Beta, shmeta.  I'm not buying it.  I had all this lovely nausea earlier in the week and around the second beta it has receded.  Not completely gone.  I am thanking God for the second beta every day otherwise I'd be freaking out for sure. 

I still believe I'm pregnant but not completely.  I feel a lot of changes, tiredness, sleepiness, weirdness with appetite, blah blah blah.  It's just so bizarre. Just like that?  I wonder.  What was so hard about that?  Some embryos just die and some really live.  I hope these stay in the latter category but it's all so capricious and completely out of my control.  I still have this fear that they'll just die, God knows it happens.  But whether they keep growing or not is almost completely out of my hands.  Sometimes that's comforting, sometimes not.

I'm just telling myself that it's a marathon, not a sprint.  It's kind of a sprint for them, with the doubling / tripling numbers and how fast they grow at the beginning.  But for me this probably has to be about all kinds of patience. 
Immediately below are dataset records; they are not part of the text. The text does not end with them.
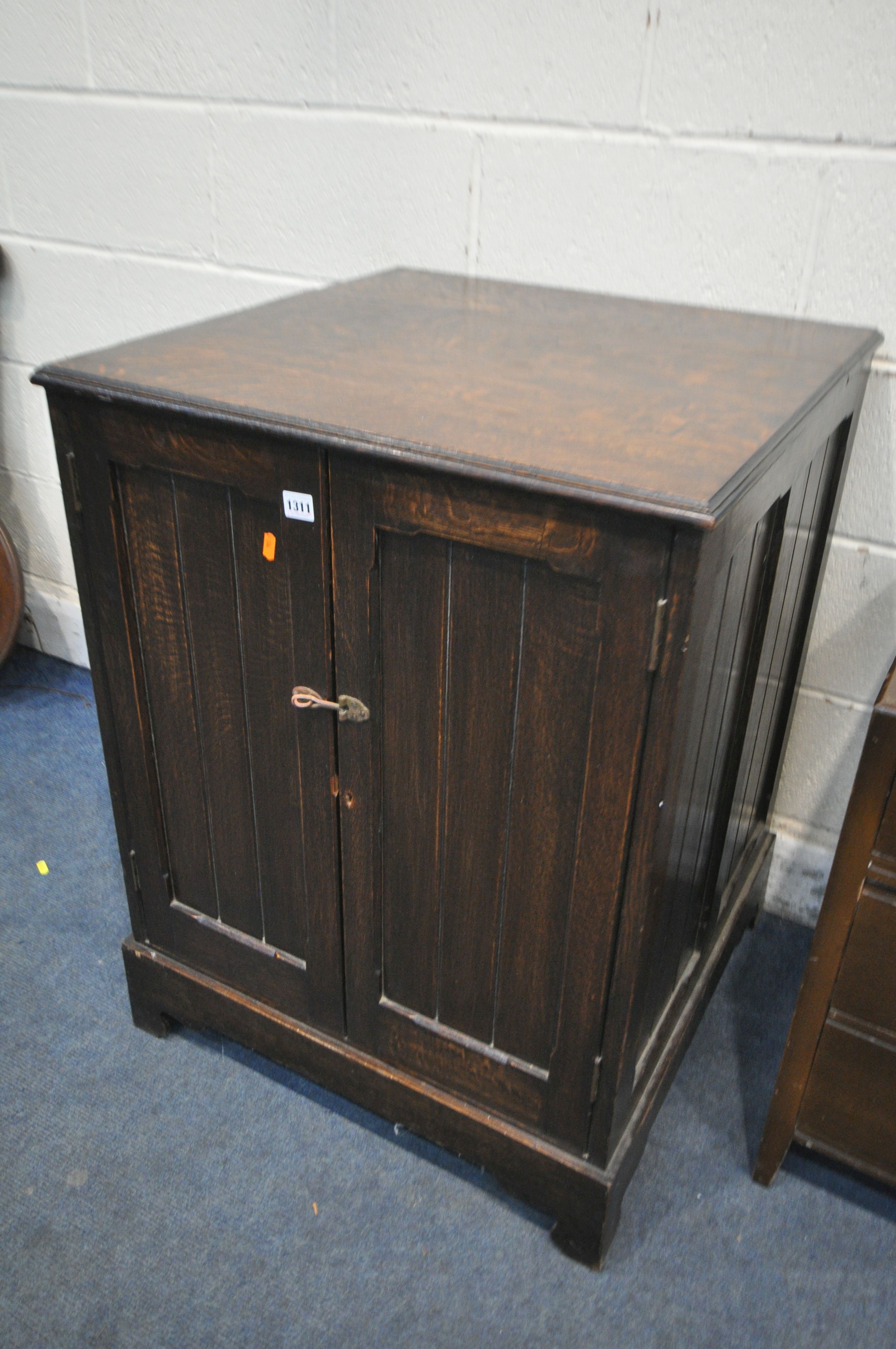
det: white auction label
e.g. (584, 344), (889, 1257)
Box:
(283, 492), (314, 525)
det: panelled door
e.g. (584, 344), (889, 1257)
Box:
(64, 410), (344, 1033)
(329, 455), (669, 1149)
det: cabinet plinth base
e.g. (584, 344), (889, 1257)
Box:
(121, 835), (773, 1268)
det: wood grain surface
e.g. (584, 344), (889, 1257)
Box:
(30, 271), (881, 521)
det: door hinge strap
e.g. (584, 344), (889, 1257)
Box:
(648, 599), (669, 674)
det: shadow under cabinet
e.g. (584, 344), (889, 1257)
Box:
(35, 271), (878, 1261)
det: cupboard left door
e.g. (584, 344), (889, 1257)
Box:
(53, 402), (344, 1033)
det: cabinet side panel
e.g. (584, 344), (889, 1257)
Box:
(641, 507), (766, 1043)
(120, 469), (220, 917)
(638, 423), (848, 1052)
(717, 436), (835, 896)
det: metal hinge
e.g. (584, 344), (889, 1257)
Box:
(648, 599), (669, 674)
(591, 1055), (603, 1105)
(65, 449), (81, 511)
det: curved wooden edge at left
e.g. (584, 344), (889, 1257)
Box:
(0, 522), (24, 665)
(753, 662), (896, 1186)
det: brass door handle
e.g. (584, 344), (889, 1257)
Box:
(290, 684), (370, 722)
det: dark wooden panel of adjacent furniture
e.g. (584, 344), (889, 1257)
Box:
(754, 662), (896, 1184)
(36, 272), (874, 1261)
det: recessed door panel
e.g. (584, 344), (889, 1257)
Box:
(332, 461), (665, 1139)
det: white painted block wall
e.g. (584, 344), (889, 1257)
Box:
(0, 0), (896, 917)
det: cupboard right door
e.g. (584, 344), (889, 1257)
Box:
(331, 456), (669, 1149)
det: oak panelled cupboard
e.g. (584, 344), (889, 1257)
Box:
(35, 271), (880, 1261)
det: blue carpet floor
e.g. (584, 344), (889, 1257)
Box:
(0, 647), (896, 1349)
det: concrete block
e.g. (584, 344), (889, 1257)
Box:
(0, 0), (89, 89)
(0, 235), (302, 366)
(0, 468), (76, 587)
(85, 0), (331, 103)
(804, 159), (896, 357)
(19, 573), (90, 668)
(336, 0), (648, 127)
(213, 111), (472, 278)
(773, 691), (871, 838)
(762, 821), (834, 927)
(648, 0), (896, 143)
(837, 371), (896, 544)
(0, 360), (59, 483)
(0, 94), (212, 256)
(478, 132), (816, 313)
(803, 538), (896, 706)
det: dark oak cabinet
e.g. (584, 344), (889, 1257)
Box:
(35, 272), (878, 1260)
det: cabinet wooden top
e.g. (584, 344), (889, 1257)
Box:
(35, 271), (881, 523)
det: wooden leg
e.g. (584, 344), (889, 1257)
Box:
(124, 959), (177, 1040)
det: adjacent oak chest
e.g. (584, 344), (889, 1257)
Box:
(35, 271), (878, 1261)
It's probably not too soon to say that I am acutely aware of anyone reading who just had a negative, or a shitty beta, or some other bad result.  I am acutely aware that I might be one of those blogs that gives you the desert island feeling – you know, where you're still standing there while the rescue boat comes, but only some people get to get on.  I am sorry to be the giver of pain, and when the day comes that I forget to be grateful, that I whine about the little things instead of appreciating the big things, you can say so.  This is my blog, and I invite it.  Say it because it needs to be said, or say it because it makes you feel better, or both.